The problem I have with Bardem’s character is how much of an enigma he is. I never could pin down or interpret what he was feeling, whether he was happy or angry or sad or upset. And he has odd little ticks that echo Heath Ledger’s Joker, but they just don’t work for this character. These are issues that should not be present in a Bond villain. Is he a formidable opponent for Bond? Absolutely. He can fight one-on-one with the best of them, and he’s incredibly smart. But is he a good Bond villain? No. At least not compared to Le Chiffre from Casino Royale. Le Chiffre is a good modern Bond villain. Raoul Silva is a good classic Bond villain, which brings me to why I think Skyfall is and is not the best James Bond movie of all time.

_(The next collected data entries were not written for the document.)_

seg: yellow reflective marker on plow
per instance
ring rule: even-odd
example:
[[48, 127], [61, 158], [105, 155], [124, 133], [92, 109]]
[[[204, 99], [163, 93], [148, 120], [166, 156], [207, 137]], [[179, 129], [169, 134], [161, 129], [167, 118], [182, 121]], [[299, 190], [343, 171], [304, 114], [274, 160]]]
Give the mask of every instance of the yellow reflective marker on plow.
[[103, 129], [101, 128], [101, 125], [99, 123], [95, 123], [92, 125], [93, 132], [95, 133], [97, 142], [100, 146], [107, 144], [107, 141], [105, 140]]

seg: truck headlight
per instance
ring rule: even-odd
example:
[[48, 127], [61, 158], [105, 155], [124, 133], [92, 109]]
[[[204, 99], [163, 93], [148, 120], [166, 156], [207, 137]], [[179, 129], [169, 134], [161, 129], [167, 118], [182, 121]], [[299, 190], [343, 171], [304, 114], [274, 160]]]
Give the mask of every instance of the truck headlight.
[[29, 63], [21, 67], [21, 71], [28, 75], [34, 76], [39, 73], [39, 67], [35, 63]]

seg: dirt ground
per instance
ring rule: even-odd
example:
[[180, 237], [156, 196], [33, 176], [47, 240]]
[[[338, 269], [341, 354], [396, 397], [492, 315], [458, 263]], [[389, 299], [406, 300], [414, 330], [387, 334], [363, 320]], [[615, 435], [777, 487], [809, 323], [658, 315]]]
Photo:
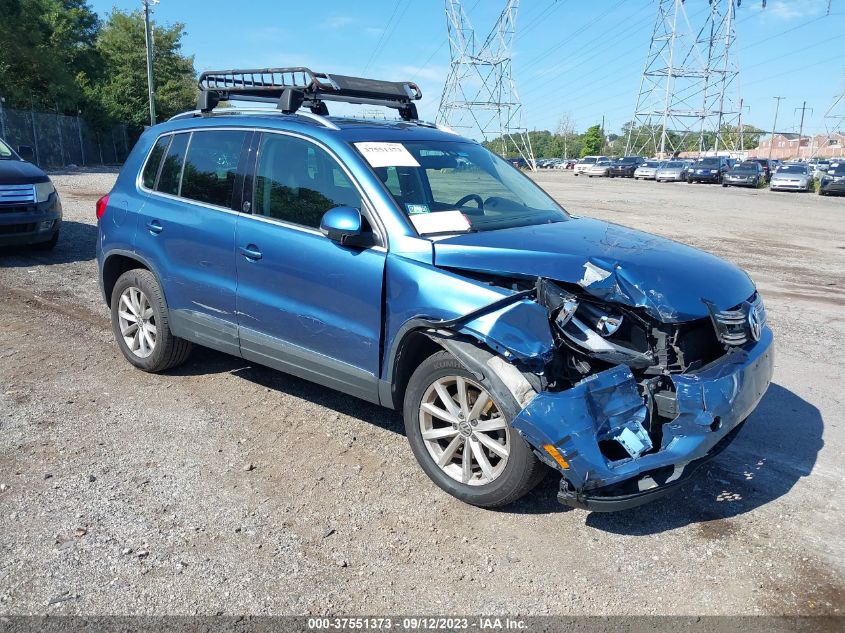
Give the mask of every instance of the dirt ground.
[[481, 510], [391, 411], [211, 351], [134, 370], [94, 261], [114, 174], [57, 174], [56, 250], [0, 255], [0, 613], [841, 613], [845, 198], [536, 178], [758, 283], [774, 382], [695, 483], [590, 514], [550, 475]]

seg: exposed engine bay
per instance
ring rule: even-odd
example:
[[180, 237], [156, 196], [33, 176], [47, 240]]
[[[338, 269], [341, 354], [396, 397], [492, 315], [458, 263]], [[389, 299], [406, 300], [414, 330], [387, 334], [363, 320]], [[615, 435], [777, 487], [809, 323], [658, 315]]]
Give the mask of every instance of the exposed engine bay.
[[[485, 281], [504, 286], [500, 278]], [[539, 278], [510, 281], [508, 289], [510, 297], [431, 325], [469, 333], [519, 369], [530, 389], [520, 389], [524, 408], [513, 426], [563, 472], [559, 498], [569, 505], [603, 509], [584, 494], [610, 488], [614, 497], [637, 496], [680, 482], [732, 439], [726, 436], [768, 386], [771, 335], [756, 292], [725, 311], [702, 299], [709, 318], [664, 322], [576, 284]], [[551, 344], [539, 358], [509, 347], [512, 332], [504, 331], [519, 323], [519, 306], [526, 306], [525, 330], [538, 329], [530, 304], [544, 308], [550, 330]], [[503, 331], [492, 319], [480, 338], [473, 324], [494, 316]], [[766, 344], [758, 346], [764, 331]]]

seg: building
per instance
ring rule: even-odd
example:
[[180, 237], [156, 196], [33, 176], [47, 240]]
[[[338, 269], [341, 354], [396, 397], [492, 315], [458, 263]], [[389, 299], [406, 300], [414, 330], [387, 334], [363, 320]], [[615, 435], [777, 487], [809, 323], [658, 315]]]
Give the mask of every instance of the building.
[[845, 134], [816, 134], [800, 136], [794, 132], [777, 132], [768, 138], [760, 139], [760, 145], [749, 151], [749, 155], [759, 158], [771, 157], [778, 160], [809, 158], [845, 158]]

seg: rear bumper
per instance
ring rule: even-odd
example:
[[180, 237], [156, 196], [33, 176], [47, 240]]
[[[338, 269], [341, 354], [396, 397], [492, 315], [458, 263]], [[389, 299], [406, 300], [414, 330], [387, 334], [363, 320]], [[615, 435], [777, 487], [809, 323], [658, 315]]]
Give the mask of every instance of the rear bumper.
[[57, 195], [25, 207], [0, 205], [0, 246], [28, 246], [49, 241], [62, 223]]
[[757, 183], [752, 181], [748, 182], [747, 180], [731, 180], [729, 178], [725, 178], [722, 180], [723, 185], [730, 185], [731, 187], [756, 187]]
[[688, 180], [692, 182], [719, 182], [721, 174], [690, 174]]
[[[727, 444], [763, 397], [772, 377], [772, 332], [707, 367], [671, 376], [674, 419], [662, 424], [658, 450], [611, 460], [600, 438], [636, 431], [648, 411], [631, 371], [617, 366], [571, 389], [542, 392], [516, 416], [513, 427], [545, 456], [551, 444], [568, 464], [559, 499], [588, 509], [623, 509], [668, 494]], [[640, 427], [641, 428], [641, 427]], [[554, 465], [554, 464], [553, 464]]]

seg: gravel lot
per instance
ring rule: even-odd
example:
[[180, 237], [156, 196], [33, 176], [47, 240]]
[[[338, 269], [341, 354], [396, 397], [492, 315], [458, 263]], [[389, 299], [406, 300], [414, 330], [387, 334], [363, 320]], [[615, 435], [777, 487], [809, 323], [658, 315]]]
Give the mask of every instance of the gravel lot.
[[114, 174], [54, 178], [56, 250], [0, 255], [0, 613], [841, 613], [845, 199], [537, 175], [575, 214], [744, 267], [777, 336], [737, 441], [607, 515], [558, 505], [553, 475], [463, 505], [397, 414], [236, 358], [132, 369], [94, 261]]

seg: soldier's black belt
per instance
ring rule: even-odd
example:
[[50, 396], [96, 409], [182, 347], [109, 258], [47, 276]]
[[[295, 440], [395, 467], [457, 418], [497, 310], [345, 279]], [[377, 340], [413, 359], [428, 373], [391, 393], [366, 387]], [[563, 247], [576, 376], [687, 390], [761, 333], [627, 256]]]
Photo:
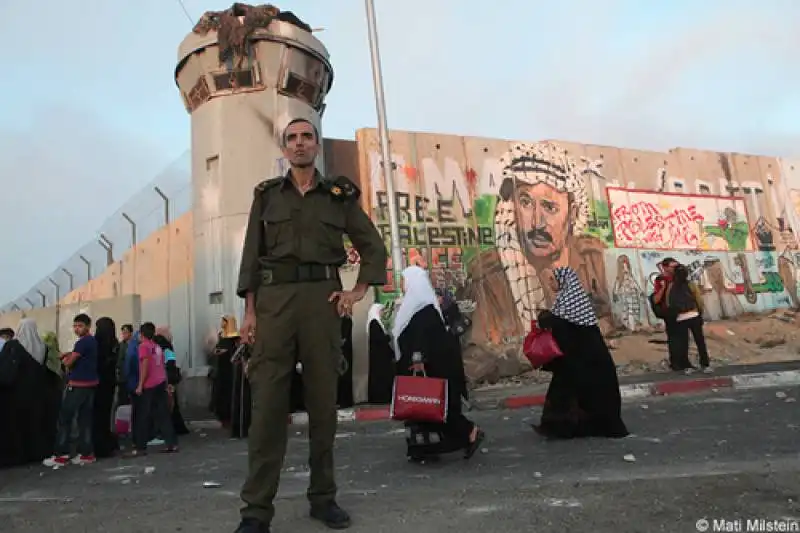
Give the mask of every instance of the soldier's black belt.
[[339, 279], [339, 267], [334, 265], [278, 265], [264, 268], [261, 271], [261, 283], [264, 285], [328, 281], [332, 279]]

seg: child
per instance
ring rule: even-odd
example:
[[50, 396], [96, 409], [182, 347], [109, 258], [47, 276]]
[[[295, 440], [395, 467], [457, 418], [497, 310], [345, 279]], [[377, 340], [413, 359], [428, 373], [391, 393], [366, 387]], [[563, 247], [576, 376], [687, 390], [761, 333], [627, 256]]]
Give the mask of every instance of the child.
[[97, 373], [97, 341], [89, 334], [92, 319], [81, 313], [75, 317], [72, 330], [78, 336], [72, 352], [61, 356], [68, 369], [67, 390], [61, 404], [58, 419], [58, 436], [55, 455], [44, 460], [49, 467], [66, 466], [72, 448], [72, 423], [77, 418], [78, 442], [73, 464], [85, 465], [96, 461], [92, 445], [92, 419], [94, 417], [94, 393], [100, 378]]
[[178, 451], [178, 438], [169, 413], [164, 351], [153, 341], [156, 335], [155, 324], [142, 324], [139, 335], [139, 383], [133, 400], [135, 449], [126, 456], [129, 458], [147, 453], [147, 442], [150, 440], [150, 429], [154, 422], [156, 430], [167, 444], [164, 452]]

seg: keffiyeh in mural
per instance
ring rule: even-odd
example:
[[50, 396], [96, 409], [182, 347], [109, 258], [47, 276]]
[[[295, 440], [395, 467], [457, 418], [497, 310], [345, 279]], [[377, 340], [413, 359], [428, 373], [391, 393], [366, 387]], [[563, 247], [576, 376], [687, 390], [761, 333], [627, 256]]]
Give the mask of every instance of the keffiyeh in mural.
[[[589, 217], [586, 186], [582, 169], [568, 156], [567, 151], [552, 142], [536, 144], [516, 143], [500, 158], [503, 168], [503, 183], [500, 187], [495, 210], [495, 242], [500, 260], [506, 272], [517, 313], [523, 324], [536, 318], [536, 311], [545, 306], [545, 295], [539, 273], [526, 256], [526, 242], [537, 238], [553, 242], [553, 236], [545, 230], [521, 226], [519, 209], [524, 206], [519, 195], [520, 185], [544, 184], [558, 193], [567, 193], [568, 213], [566, 224], [570, 234], [584, 229]], [[533, 198], [539, 202], [540, 199]], [[544, 200], [547, 202], [547, 200]], [[534, 217], [539, 215], [536, 206]], [[552, 208], [554, 211], [557, 207]], [[554, 215], [557, 216], [557, 215]], [[532, 226], [537, 226], [534, 221]], [[537, 236], [536, 232], [541, 233]]]

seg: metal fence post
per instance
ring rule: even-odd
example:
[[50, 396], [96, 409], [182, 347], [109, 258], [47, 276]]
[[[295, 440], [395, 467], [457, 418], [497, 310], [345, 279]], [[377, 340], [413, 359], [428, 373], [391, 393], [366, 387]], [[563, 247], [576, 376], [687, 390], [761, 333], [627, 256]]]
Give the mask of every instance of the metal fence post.
[[97, 242], [103, 249], [106, 251], [106, 266], [111, 266], [114, 264], [114, 243], [106, 237], [105, 233], [100, 234], [100, 238], [97, 239]]
[[58, 338], [59, 326], [61, 325], [61, 317], [59, 316], [61, 314], [61, 286], [59, 286], [53, 278], [47, 279], [50, 280], [50, 283], [56, 288], [56, 329], [54, 333], [56, 334], [56, 338]]
[[67, 278], [69, 279], [69, 292], [72, 292], [72, 291], [74, 291], [74, 290], [75, 290], [75, 276], [73, 276], [73, 275], [72, 275], [72, 272], [70, 272], [70, 271], [69, 271], [69, 270], [67, 270], [66, 268], [62, 268], [62, 269], [61, 269], [61, 272], [63, 272], [64, 274], [66, 274], [66, 275], [67, 275]]
[[86, 263], [86, 282], [92, 281], [92, 262], [86, 259], [84, 256], [79, 256], [81, 261]]

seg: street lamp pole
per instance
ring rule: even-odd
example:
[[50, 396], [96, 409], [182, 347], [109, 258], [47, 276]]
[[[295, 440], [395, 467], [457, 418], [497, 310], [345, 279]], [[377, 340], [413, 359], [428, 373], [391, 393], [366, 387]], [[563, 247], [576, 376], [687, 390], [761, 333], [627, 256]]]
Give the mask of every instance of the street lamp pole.
[[375, 85], [375, 108], [378, 112], [378, 135], [381, 141], [383, 158], [383, 177], [386, 181], [386, 195], [389, 197], [389, 231], [392, 251], [392, 275], [395, 290], [400, 286], [400, 272], [403, 270], [403, 250], [400, 248], [400, 224], [397, 219], [397, 197], [394, 192], [394, 164], [389, 148], [389, 126], [386, 124], [386, 100], [383, 95], [383, 73], [378, 50], [378, 24], [375, 19], [374, 0], [365, 0], [367, 7], [367, 28], [369, 30], [369, 49], [372, 59], [372, 81]]

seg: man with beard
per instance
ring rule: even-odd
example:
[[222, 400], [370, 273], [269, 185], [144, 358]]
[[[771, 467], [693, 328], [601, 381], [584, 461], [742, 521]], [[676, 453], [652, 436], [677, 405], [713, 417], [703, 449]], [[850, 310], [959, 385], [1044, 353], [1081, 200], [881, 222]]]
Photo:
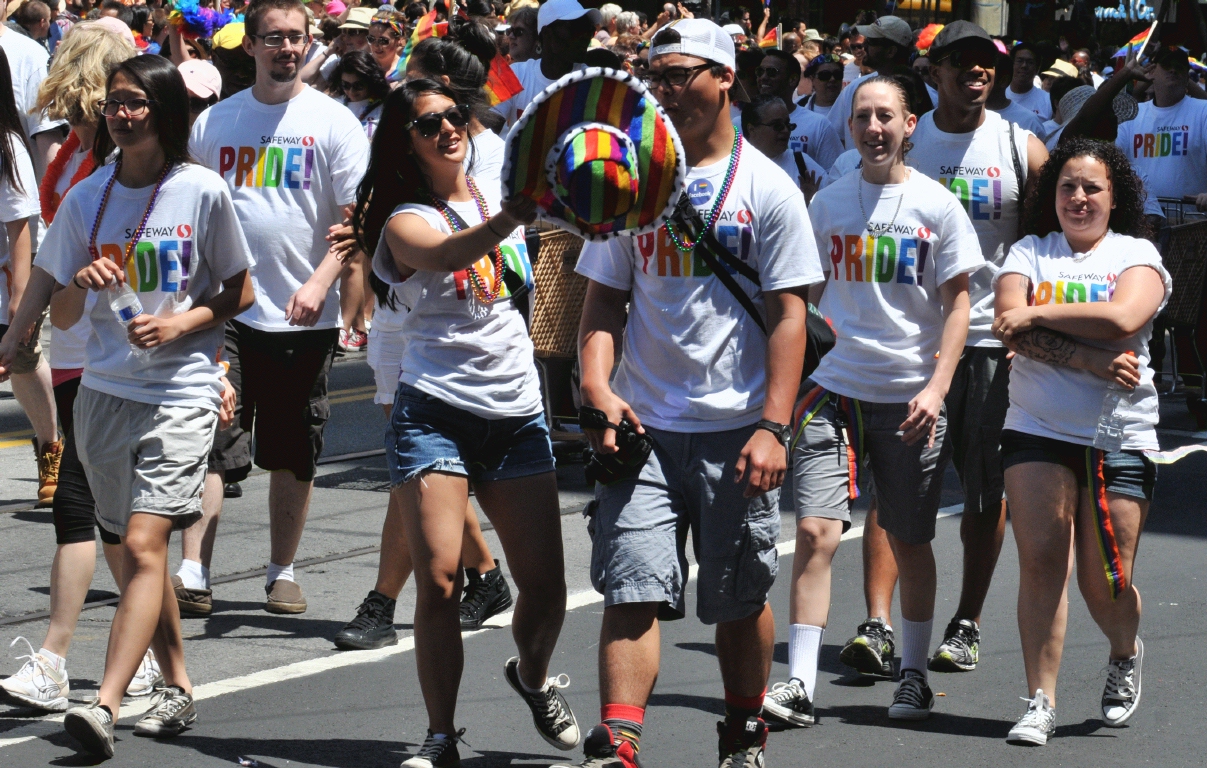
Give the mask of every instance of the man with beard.
[[202, 113], [189, 149], [230, 185], [255, 255], [256, 303], [231, 323], [231, 363], [242, 368], [241, 423], [255, 427], [255, 463], [272, 473], [264, 609], [302, 613], [293, 558], [330, 413], [327, 373], [340, 325], [343, 264], [324, 237], [356, 201], [369, 142], [355, 115], [298, 76], [311, 42], [299, 0], [255, 0], [245, 23], [255, 84]]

Skyfall is the perfect blend of old and new; it has numerous throwbacks to the old movies – ranging from inside jokes to actual props to the cheesy villain himself – and yet it retains the grizzled, realistic feel that has helped establish Craig’s interpretation of the character as the ultimate Bond. This blend of old and new is what makes this movie special, and why many will consider it to be the greatest Bond movie of all time. But I feel that it pays too much of an homage to the pre-Casino Royale era.
Casino Royale breathed new life into the franchise, creating a Bond that shocked audiences and made him real and relevant again. However, instead of following suit and forging ahead with this revitalized mindset, Skyfall allows itself to be held back by the last 50 years of Bond, and it’s for this reason why I believe it cannot be the greatest Bond film of all time. It’s a great film for sure, and Craig and Dench give standout performances, but the rest of the film falls just a bit too short and relies too much on old tropes to be deemed the greatest Bond film of all time.